Presseschau vom 17. Februar 2015 – Christine Wahl über "Artivism" und reales Eingreifen
Sobal keiner mehr im Mittelmeer ertrinkt
Sobal keiner mehr im Mittelmeer ertrinkt
17. Februar 2015. Im Tagesspiegel widmet sich Christine Wahl in einem Essay der Wirkung(slosigkeit) ästhetischer, symbolischer Akte auf die Realität.
Produktionsetat spenden
So dürfe sich kaum jemand "ernsthaft der Illusion hingeben, dass es über bloße moralische Selbstbestätigung hinausgeht, wenn weltoffene Schauspieler ebensolchen Theatergängern auf Anti-Pegida-Lesungen die Ringparabel aus 'Nathan der Weise' vortragen." Oder wenn "Je suis Charlie" auf die Website geschrieben werde.
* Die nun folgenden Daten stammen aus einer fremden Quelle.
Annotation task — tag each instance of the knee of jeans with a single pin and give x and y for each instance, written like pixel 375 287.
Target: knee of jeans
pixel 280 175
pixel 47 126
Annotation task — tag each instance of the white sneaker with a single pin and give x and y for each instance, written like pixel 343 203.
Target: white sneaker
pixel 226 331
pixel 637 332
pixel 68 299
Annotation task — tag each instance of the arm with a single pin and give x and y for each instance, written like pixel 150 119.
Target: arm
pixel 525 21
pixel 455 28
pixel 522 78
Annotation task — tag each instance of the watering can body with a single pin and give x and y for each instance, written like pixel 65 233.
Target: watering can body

Laut Wahl habe die Dramaturgin einer Inszenierung über Bürgerkriegsflüchtlinge am Theater Bremen vor Kurzem wie folgt geäußert: "Einfacher wäre es vielleicht gewesen, den gesamten Produktionsetat zu spenden und ein Pappschild auf die leere Bühne zu stellen, mit der Aufforderung, sich Gedanken über das eigene Verhältnis zum Thema zu machen." In letzter Zeit rege sich aber der Wille, reale Defizite nicht nur darzustellen, "sondern abzustellen". Theater "rafft sich auf von der darstellenden zur Eingreif-Kunst".
Widersprüche in Menschenwürde
Eine dieser Eingreif-Aktionen war der Europäische Mauerfall des Zentrums für Politische Schönheit. Ruch sei es dabei kaum darum gegangen, wie von vielen Kritiker angeführt, NVA-Trupppe mit Frontex gleichzusetzen. Vielmehr habe er eine Situation zur Veröffentlichung unserer Widersprüche geschaffen. "Wer, wie in der Reaktion auf den 'Ersten Europäischen Mauerfall' vielfach geschehen, beklagt, dass die 'Würde der Mauertoten' 'mit Füßen getreten' werde, provoziert automatisch die Frage, wie es um die Menschenwürde an Europas Grenzen steht."
Fazit zum "Artivism": "Sobald niemand mehr im Mittelmeer ertrinkt, können wir uns also getrost auf die Wiedererhöhung des 'Art'-Faktors stürzen. Dann nehmen Künstler gern auch wieder feinmotorischere Werkzeuge in die Hand."